Math, to an understanding of basic geometry and algebra. More than that is elective or a major course of study. Calculus is awesome, but most jobs simply don't require it. The average citizen never uses more than basic arithmetical skills anyway; there's no reason to force it on someone who has chosen a field of endeavor that steers clear of math on purpose.

History; to include three units: Ancient history, Western Civ, and American history. Once again, I find other cultures fascinating, but they're simply not relevant for most people in more than the faintest way.
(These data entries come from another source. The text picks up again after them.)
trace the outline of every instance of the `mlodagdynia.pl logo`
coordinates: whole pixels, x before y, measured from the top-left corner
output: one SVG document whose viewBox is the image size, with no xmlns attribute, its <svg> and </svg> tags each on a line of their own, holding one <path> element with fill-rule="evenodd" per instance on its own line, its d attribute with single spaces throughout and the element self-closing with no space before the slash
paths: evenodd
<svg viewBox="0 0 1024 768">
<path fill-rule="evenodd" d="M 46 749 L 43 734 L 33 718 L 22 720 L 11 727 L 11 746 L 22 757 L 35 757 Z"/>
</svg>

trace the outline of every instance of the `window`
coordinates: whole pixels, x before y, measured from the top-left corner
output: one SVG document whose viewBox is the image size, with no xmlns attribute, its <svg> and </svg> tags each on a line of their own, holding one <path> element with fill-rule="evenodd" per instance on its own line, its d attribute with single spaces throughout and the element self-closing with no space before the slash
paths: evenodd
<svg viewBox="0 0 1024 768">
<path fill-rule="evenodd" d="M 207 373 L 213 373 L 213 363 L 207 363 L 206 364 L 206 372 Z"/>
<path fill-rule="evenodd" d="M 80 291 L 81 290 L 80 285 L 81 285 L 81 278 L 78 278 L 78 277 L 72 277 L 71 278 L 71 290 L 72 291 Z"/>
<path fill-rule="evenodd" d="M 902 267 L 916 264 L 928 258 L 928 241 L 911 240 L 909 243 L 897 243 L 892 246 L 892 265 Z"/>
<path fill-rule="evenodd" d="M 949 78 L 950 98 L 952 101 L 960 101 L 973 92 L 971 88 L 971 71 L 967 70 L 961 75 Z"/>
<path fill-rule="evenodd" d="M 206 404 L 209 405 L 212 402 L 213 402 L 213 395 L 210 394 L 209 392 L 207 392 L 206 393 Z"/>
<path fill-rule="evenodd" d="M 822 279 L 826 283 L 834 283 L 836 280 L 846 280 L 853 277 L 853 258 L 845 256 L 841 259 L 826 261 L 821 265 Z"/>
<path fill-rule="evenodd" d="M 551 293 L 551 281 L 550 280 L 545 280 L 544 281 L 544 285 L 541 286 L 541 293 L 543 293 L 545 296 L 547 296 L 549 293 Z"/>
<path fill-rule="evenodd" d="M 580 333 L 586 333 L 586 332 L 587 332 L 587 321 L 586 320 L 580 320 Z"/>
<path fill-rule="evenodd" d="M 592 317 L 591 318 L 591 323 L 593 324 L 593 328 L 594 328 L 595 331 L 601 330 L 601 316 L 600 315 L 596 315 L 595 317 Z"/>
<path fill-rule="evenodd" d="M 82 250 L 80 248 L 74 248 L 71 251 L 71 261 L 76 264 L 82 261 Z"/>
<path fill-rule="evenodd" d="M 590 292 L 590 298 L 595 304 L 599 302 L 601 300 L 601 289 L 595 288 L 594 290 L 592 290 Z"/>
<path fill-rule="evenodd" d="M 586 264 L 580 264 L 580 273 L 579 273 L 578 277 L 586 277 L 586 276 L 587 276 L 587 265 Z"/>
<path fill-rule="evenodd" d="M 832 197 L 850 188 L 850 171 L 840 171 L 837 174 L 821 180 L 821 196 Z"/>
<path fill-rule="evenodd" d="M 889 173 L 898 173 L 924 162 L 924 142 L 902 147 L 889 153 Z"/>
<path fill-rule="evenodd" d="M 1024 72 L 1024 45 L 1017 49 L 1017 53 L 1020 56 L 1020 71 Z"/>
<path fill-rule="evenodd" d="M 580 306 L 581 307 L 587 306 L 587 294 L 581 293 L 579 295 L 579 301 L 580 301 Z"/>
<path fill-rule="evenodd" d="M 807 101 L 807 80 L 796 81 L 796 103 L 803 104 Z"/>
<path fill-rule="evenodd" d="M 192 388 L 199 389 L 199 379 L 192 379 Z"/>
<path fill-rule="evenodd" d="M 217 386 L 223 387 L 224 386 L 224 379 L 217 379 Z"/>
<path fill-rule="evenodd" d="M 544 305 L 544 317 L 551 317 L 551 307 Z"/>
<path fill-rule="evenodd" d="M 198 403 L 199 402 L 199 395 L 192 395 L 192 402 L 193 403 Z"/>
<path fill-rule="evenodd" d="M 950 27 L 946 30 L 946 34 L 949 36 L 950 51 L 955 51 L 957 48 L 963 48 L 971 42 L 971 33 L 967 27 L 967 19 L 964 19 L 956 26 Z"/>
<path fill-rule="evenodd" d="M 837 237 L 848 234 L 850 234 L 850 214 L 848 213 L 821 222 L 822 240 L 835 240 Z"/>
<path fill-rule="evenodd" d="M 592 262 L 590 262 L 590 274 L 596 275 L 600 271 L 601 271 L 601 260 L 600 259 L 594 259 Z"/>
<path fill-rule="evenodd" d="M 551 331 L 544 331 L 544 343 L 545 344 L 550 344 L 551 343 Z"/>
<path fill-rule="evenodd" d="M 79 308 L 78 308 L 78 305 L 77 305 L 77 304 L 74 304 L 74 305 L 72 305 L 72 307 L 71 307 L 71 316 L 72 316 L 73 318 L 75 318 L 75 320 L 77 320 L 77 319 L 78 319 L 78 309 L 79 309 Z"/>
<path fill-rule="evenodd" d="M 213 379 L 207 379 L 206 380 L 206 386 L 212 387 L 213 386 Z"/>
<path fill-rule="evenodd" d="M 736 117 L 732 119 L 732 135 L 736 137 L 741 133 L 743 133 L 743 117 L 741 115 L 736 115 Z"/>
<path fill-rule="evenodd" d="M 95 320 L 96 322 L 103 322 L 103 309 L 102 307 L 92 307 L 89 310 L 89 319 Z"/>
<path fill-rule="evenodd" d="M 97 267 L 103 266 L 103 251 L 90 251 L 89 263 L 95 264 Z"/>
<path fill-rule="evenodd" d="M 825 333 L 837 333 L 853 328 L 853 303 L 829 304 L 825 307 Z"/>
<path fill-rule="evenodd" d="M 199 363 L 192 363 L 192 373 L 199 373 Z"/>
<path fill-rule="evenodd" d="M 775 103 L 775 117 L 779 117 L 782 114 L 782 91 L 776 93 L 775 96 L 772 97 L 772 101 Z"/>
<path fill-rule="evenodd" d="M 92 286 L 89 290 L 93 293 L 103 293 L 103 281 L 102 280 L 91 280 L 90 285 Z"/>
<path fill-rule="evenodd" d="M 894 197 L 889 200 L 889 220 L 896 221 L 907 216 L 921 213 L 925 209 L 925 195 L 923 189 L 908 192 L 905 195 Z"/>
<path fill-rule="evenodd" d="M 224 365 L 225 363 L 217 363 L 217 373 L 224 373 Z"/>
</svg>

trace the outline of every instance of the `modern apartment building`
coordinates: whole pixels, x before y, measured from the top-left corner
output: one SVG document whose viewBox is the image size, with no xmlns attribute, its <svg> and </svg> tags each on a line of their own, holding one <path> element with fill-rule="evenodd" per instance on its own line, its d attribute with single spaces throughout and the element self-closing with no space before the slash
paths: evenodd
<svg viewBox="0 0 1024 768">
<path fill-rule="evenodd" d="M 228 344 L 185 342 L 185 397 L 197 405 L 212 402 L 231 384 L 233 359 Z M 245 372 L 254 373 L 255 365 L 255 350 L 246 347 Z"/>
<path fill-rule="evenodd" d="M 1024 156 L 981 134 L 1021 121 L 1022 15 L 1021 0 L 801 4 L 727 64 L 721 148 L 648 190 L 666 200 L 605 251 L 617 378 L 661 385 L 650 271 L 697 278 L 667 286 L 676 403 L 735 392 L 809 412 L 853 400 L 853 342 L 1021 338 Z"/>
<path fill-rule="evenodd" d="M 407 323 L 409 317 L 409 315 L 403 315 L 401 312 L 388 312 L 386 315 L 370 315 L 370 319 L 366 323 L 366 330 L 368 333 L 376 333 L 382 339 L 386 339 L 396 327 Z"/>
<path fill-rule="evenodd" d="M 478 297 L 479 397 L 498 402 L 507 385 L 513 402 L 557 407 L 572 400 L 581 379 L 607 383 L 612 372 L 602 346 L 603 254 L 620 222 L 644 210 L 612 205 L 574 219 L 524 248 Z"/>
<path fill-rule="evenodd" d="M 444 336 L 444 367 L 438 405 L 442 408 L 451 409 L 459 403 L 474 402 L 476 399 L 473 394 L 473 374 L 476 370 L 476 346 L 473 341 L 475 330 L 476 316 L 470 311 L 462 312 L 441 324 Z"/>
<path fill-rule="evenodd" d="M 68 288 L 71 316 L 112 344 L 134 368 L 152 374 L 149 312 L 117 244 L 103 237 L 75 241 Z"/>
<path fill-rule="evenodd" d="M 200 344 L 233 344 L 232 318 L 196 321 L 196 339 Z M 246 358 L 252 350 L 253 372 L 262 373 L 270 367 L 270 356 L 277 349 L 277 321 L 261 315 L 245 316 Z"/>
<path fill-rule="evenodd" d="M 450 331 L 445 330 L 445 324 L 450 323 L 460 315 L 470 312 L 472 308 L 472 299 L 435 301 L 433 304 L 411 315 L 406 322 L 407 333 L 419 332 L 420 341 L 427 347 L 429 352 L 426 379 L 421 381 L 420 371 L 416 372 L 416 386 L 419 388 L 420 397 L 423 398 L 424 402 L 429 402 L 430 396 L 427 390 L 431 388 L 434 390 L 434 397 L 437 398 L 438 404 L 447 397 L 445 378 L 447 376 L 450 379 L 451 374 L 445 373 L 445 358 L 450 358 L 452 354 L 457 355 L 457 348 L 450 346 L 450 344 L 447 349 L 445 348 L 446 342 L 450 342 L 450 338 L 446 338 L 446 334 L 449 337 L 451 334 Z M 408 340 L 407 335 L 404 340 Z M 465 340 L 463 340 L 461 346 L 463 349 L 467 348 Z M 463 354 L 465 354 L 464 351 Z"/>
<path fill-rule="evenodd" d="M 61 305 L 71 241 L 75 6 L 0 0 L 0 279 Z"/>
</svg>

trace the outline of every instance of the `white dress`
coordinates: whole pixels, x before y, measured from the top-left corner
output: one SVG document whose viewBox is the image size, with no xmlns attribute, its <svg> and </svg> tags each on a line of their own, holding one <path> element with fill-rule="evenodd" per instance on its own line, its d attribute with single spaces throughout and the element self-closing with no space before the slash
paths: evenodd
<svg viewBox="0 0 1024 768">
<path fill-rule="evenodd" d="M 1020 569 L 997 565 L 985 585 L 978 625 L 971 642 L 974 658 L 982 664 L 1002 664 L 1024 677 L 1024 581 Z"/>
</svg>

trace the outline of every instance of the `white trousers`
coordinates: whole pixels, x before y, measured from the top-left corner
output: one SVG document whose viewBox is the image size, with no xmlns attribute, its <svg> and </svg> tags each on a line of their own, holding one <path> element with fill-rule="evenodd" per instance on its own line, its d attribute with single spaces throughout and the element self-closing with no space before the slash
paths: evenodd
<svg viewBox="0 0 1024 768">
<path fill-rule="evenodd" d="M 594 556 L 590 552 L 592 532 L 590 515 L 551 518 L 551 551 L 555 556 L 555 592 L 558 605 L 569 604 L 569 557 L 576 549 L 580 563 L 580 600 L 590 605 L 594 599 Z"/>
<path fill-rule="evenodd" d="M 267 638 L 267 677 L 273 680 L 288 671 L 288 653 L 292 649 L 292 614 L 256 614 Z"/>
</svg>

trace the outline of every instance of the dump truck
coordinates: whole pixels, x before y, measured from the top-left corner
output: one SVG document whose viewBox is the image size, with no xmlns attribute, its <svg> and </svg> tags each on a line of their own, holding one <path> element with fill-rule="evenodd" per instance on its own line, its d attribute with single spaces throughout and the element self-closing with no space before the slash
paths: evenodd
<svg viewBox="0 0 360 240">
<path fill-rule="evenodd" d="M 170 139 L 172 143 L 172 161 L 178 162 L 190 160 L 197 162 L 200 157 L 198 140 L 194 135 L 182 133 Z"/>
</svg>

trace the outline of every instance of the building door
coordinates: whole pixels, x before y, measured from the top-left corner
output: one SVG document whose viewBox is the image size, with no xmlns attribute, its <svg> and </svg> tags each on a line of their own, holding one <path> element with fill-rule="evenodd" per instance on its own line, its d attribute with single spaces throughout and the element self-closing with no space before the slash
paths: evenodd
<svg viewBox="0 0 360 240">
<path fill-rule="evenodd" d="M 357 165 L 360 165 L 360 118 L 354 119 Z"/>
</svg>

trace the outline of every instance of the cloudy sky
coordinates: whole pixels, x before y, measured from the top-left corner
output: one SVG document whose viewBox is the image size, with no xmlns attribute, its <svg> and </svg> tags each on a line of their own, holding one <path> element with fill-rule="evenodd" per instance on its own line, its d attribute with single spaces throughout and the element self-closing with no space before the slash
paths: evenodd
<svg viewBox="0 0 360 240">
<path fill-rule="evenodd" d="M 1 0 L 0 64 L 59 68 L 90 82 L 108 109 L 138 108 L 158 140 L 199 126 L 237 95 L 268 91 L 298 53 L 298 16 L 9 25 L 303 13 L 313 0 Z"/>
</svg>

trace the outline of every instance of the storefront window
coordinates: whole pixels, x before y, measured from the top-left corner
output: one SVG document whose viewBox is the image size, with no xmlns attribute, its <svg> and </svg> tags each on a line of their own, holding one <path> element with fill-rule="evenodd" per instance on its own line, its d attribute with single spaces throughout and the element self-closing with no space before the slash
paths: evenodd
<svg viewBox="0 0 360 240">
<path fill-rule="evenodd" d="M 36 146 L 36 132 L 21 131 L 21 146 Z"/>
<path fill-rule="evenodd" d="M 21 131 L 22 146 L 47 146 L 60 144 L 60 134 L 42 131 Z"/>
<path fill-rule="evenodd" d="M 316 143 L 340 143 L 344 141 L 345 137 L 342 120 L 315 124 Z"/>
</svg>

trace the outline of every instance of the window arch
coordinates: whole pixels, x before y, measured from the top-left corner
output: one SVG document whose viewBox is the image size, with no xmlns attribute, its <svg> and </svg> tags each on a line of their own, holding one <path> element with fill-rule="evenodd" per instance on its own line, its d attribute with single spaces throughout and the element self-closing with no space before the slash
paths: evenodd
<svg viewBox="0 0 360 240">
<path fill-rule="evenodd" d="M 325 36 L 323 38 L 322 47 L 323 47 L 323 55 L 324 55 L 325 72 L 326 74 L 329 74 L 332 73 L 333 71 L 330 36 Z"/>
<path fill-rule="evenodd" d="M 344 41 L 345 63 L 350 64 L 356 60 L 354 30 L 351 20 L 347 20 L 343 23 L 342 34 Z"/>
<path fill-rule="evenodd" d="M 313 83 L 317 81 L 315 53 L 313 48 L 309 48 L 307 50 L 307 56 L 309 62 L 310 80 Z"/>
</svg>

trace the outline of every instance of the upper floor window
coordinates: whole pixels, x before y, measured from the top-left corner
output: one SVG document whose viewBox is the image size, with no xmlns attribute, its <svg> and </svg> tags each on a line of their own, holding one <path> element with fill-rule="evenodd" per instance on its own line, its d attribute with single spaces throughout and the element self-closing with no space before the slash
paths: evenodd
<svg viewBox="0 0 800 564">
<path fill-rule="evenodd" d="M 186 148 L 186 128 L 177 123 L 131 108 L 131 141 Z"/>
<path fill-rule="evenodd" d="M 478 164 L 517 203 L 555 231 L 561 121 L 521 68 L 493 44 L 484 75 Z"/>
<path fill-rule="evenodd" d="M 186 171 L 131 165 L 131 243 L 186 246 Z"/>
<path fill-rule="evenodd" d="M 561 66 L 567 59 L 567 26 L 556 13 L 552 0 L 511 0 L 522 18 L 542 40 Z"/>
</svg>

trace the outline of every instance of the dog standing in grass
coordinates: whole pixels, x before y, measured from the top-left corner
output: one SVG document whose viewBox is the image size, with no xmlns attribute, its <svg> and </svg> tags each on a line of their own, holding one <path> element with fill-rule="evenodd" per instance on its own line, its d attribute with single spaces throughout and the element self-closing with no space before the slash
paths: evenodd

Studying the historical path our civilization has followed, and our specific nation's past, is relevant. More than that should be elective or a major field of study.

Logic. A logic class should be required; preferably both classical and symbolic, but a class on "how to think rationally" is something most students are sorely missing, even if they don't know it.

A class on study skills. This seems counterintuitive, but most students don't have any. Required material, first semester of school freshman year, mandatory.

Government, in the form of  a class on our government, how and why it does things, and how the structure itself works; a general grounding in macroeconomics, and then a "citizen required education" class, covering things like how to balance a checkbook, how to rent an apartment or a car, how to plan for emergencies, how credit and loans work, and...

Ahem. We can't actually call it a "how to be a grown-up" class, but I literally know no-one who has graduated college and not wished they had taken one. "Lesson one: When you move into a new place, take a toilet plunger with you the first night you stay there no matter what. If you plug the toilet and can't get a plumber because your phone's not hooked up yet / you don't know the area / nothing's open this late, your experience will be very negative."

The purpose of school is intended to be making our children into productive adults. Parenting is responsible for making them decent people; school is responsible for making them ready to venture out into the job market on their own.

Right now, it does a piss-poor job of that.

We could do it better, and we owe it to them to do so. Dragooning kids into taking heaps of classes in subjects they will never use and don't care about because that's how they did it in the 1400s has demonstrably failed, and we should let that model die.